Distribuição desigual de lucros não autoriza cobrança de ITCMD sem prova de doação entre sócios da empresa

A 2ª Câmara de Direito Público do Tribunal de Justiça de Santa Catarina reafirmou que a distribuição desproporcional de lucros entre sócios, quando prevista no contrato social e desprovida de prova inequívoca de liberalidade, não configura fato gerador do Imposto sobre Transmissão Causa Mortis e Doação (ITCMD).

Para o colegiado, a incidência do tributo exige demonstração concreta de doação, não sendo admissível sua presunção a partir de atos negociais lícitos.

O entendimento foi firmado no julgamento de agravo interno interposto pelo Estado de Santa Catarina contra decisão monocrática que já havia negado provimento à apelação fazendária e mantido sentença favorável à sociedade empresária. A controvérsia envolvia lançamentos fiscais que buscaram enquadrar como doação dissimulada a distribuição desigual de lucros entre os sócios da empresa.

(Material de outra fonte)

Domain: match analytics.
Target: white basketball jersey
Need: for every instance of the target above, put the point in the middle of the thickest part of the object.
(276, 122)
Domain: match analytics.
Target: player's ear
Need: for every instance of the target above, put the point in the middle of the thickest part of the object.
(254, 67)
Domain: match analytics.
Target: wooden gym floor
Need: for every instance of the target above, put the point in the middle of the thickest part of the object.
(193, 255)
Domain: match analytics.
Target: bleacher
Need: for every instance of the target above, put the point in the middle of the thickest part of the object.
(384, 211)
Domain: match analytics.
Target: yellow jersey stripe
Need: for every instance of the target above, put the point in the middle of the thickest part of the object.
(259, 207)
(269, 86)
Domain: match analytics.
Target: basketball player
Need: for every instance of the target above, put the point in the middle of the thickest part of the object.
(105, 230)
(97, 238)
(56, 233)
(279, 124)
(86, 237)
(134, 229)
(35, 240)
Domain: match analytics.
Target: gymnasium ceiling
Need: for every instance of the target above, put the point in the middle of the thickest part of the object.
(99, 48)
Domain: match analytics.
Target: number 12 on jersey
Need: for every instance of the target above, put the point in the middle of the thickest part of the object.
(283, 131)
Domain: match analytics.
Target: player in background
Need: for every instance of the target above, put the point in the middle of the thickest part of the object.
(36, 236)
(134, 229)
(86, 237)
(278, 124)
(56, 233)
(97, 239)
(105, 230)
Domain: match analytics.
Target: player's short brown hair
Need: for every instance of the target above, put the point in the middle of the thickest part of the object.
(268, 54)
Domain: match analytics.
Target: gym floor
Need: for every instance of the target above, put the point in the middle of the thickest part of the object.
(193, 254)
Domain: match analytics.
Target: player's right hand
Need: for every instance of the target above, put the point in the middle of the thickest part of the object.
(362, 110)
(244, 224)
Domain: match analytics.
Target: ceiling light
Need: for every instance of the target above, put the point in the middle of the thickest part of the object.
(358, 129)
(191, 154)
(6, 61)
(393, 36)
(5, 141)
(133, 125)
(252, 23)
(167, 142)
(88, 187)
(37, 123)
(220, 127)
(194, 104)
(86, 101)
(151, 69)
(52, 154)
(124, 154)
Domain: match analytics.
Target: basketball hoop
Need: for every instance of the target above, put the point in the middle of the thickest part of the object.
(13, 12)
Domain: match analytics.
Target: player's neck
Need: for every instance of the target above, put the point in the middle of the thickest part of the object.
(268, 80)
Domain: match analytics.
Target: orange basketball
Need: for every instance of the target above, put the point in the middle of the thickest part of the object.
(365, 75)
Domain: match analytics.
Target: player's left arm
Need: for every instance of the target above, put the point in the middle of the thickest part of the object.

Segundo o Fisco, a expressiva disparidade nos valores distribuídos, aliada à inexistência de justificativa negocial plausível, caracterizaria transmissão gratuita de patrimônio, autorizando a cobrança do ITCMD. Sustentou-se, ainda, a possibilidade de desconsideração do contrato social e de atos societários, com fundamento nos artigos 116, 118 e 123 do Código Tributário Nacional.

Ao negar provimento ao agravo, o relator, desembargador Carlos Adilson Silva, destacou que a legislação civil admite expressamente a distribuição desproporcional de lucros, desde que não haja exclusão de sócios, conforme os artigos 1.007 e 1.008 do Código Civil. Eventual irregularidade societária, acrescentou, não produz automaticamente efeitos na esfera tributária.

O acórdão ressaltou que a cobrança do ITCMD pressupõe a ocorrência do fato gerador definido em lei — a doação —, o que não se verifica quando a distribuição de lucros decorre de deliberação negocial válida e consentida pelos sócios. Também foi afastada a possibilidade de interpretação extensiva ou presuntiva de atos privados para ampliar a competência tributária, à luz do artigo 110 do CTN e do artigo 114 do Código Civil.

Para o colegiado, equiparar automaticamente a distribuição desproporcional de lucros à doação implicaria violação à autonomia da vontade privada e à liberdade contratual, além de subverter os limites constitucionais da tributação. Com isso, foi mantida a desconstituição dos lançamentos fiscais e negado provimento ao agravo interno, por unanimidade.